For a crew, Koski had done the best he could on short notice. A fireman, who would shovel coal into the steam engine’s furnace, and a conductor would be joining the train in Warsaw. The engineer, standing next to de Milja, had been, until that night, retired. He was a sour man, with a double chin and a lumpy nose, wearing an engineer’s cap, well oiled and grimed, and a pensioner’s blue cardigan sweater with white buttons.

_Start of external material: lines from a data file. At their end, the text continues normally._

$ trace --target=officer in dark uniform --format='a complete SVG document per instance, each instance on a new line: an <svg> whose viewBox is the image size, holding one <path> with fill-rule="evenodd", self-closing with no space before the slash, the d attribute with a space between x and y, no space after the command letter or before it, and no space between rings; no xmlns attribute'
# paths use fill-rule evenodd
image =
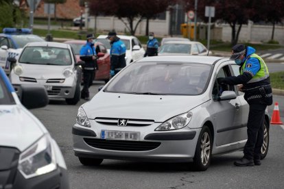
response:
<svg viewBox="0 0 284 189"><path fill-rule="evenodd" d="M244 157L235 162L238 166L261 165L261 147L263 143L263 125L267 105L272 104L272 91L268 67L255 49L238 44L233 47L231 60L240 65L240 75L218 78L219 84L242 84L241 90L250 105L248 120L248 140Z"/></svg>
<svg viewBox="0 0 284 189"><path fill-rule="evenodd" d="M155 38L153 32L149 33L149 40L147 42L147 49L144 54L144 57L158 55L158 40Z"/></svg>
<svg viewBox="0 0 284 189"><path fill-rule="evenodd" d="M85 62L83 66L84 87L81 91L81 98L86 101L90 99L88 88L95 79L95 70L97 69L97 53L95 52L93 39L94 35L86 36L86 43L80 51L80 58Z"/></svg>
<svg viewBox="0 0 284 189"><path fill-rule="evenodd" d="M115 76L126 66L125 44L117 36L115 32L110 32L107 39L110 40L110 71L111 77Z"/></svg>

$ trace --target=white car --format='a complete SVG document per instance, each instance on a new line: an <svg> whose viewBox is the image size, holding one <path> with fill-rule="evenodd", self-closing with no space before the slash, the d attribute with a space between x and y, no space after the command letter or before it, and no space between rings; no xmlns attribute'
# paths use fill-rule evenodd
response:
<svg viewBox="0 0 284 189"><path fill-rule="evenodd" d="M100 42L104 44L108 48L108 51L110 49L110 45L109 44L108 40L108 45L106 45L106 38L108 36L106 35L99 35L95 41ZM126 65L128 65L130 63L141 59L144 57L145 50L142 47L142 45L140 42L139 40L134 37L134 36L120 36L117 35L119 37L126 45Z"/></svg>
<svg viewBox="0 0 284 189"><path fill-rule="evenodd" d="M197 41L168 41L161 46L158 55L211 55L212 52Z"/></svg>
<svg viewBox="0 0 284 189"><path fill-rule="evenodd" d="M65 99L75 105L80 99L82 70L70 45L43 42L27 44L10 75L12 84L40 84L50 99ZM16 88L16 90L18 90Z"/></svg>
<svg viewBox="0 0 284 189"><path fill-rule="evenodd" d="M0 188L69 188L56 142L26 109L45 106L47 92L40 86L21 88L23 104L0 68Z"/></svg>

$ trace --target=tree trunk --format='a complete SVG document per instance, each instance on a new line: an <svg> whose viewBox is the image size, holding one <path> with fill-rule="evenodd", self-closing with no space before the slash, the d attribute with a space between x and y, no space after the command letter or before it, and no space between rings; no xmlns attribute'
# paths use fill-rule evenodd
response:
<svg viewBox="0 0 284 189"><path fill-rule="evenodd" d="M149 36L149 18L146 18L146 33L145 34L146 36Z"/></svg>
<svg viewBox="0 0 284 189"><path fill-rule="evenodd" d="M273 27L272 27L272 34L271 36L271 40L274 40L275 21L273 21L272 24L273 24Z"/></svg>

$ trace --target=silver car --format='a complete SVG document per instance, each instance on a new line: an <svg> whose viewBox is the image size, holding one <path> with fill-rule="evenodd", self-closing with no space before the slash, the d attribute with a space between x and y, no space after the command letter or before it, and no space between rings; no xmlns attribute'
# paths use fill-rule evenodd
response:
<svg viewBox="0 0 284 189"><path fill-rule="evenodd" d="M193 161L209 166L212 155L242 150L249 106L235 86L220 77L237 75L228 58L165 55L135 62L78 110L73 127L75 155L84 165L103 159ZM261 158L268 151L265 114Z"/></svg>
<svg viewBox="0 0 284 189"><path fill-rule="evenodd" d="M45 86L49 99L65 99L75 105L80 99L82 71L69 44L27 44L10 74L13 85L39 84ZM19 88L16 87L16 90Z"/></svg>

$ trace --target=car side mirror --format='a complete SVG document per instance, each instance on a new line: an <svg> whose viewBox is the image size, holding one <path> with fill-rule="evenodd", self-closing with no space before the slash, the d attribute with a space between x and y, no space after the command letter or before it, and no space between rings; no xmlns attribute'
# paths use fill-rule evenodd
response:
<svg viewBox="0 0 284 189"><path fill-rule="evenodd" d="M49 102L47 90L43 86L23 84L19 88L18 95L22 104L27 109L43 108Z"/></svg>
<svg viewBox="0 0 284 189"><path fill-rule="evenodd" d="M235 91L225 90L223 91L221 96L218 97L218 101L235 99L237 98L237 94Z"/></svg>
<svg viewBox="0 0 284 189"><path fill-rule="evenodd" d="M75 63L75 66L84 66L84 65L85 65L85 62L84 61L78 61L78 62Z"/></svg>
<svg viewBox="0 0 284 189"><path fill-rule="evenodd" d="M1 49L3 50L7 51L8 50L8 46L7 45L3 45L1 47Z"/></svg>
<svg viewBox="0 0 284 189"><path fill-rule="evenodd" d="M99 89L97 90L99 92L104 87L104 86L101 86L99 87Z"/></svg>
<svg viewBox="0 0 284 189"><path fill-rule="evenodd" d="M97 53L97 56L98 58L104 57L104 53L102 53L102 52L99 52L99 53Z"/></svg>
<svg viewBox="0 0 284 189"><path fill-rule="evenodd" d="M139 45L134 45L132 48L132 51L139 51L140 50L141 48L140 47Z"/></svg>

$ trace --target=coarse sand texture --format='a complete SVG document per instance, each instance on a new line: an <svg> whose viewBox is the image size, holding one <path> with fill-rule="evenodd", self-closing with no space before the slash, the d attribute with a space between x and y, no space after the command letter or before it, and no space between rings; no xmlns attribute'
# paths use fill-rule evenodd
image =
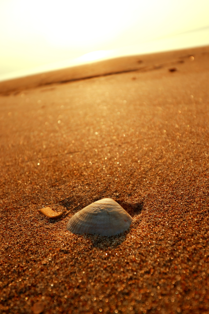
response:
<svg viewBox="0 0 209 314"><path fill-rule="evenodd" d="M0 82L1 314L209 314L209 47L122 61Z"/></svg>

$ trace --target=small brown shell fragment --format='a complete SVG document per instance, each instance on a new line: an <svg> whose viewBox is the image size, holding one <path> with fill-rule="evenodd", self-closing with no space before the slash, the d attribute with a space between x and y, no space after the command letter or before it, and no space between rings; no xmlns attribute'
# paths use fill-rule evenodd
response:
<svg viewBox="0 0 209 314"><path fill-rule="evenodd" d="M114 236L127 230L132 218L111 198L103 198L78 212L70 219L67 230L72 233Z"/></svg>
<svg viewBox="0 0 209 314"><path fill-rule="evenodd" d="M51 209L50 207L45 207L40 209L38 209L41 214L43 214L46 217L51 218L51 219L57 219L60 218L63 214L62 212L55 212Z"/></svg>
<svg viewBox="0 0 209 314"><path fill-rule="evenodd" d="M43 303L35 303L32 307L34 314L40 314L44 309L44 306Z"/></svg>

“Fucking shkopy,” he said, using the Polish word for Germans equivalent to the French boche. He peered upriver at the blackened skeleton of the Poniatowski Bridge. “I had all I wanted of them in ’17.”

The Germans had marched into Warsaw in 1917, during the Great War. De Milja had been sixteen, about to enter university, and while his family had disliked the German entry into Poland, they’d seen one positive side to it: Russian occupiers driven back east where they belonged.

The firebox of the locomotive glowed faintly in the dark, just enough light to jot down a few figures on the iron wall. He had to haul a total of 88,000 pounds: 360 people—43,000 pounds of them if you figured young and old, fat and thin, around 120 pounds a person. Sharing the train with 44,530 pounds of freight.

So, 88,000 pounds equaled 44 tons. Figuring two tons to a normal freight car, a locomotive could easily pull twenty cars. His six passenger coaches would be heavy, but that didn’t matter—they had no suspension to speak of, they’d roll along if the locomotive could pull them.

“What are you scribbling?” The irritation of an old man. To the engineer’s way of thinking, a locomotive cab wasn’t a place for writing.

De Milja didn’t answer. He smeared the soft pencil jotting with his palm, put the stub of pencil back in his pocket. The sound of the wheels changed as the train came off the bridge and descended to a right-of-way cut below ground level and spanned by pedestrian and traffic bridges: a wasteland of tracks, signals, water towers, and switching stations. Was the 44,530 correct? He resisted the instinct to do the figures again. Seven hundred and twelve thousand ounces always made 44,530 pounds, which, divided into five-pound units, always made 8,906. It is mathematics, he told himself, it is always the same.

“You said Dimek Street bridge?”

“Yes.”

The steam brake hissed and the train rolled to a stop. From a stairway that climbed the steep hillside to street level came a flashed signal. De Milja answered with his own flashlight. Then a long line of shadowy figures began to move down the stairs.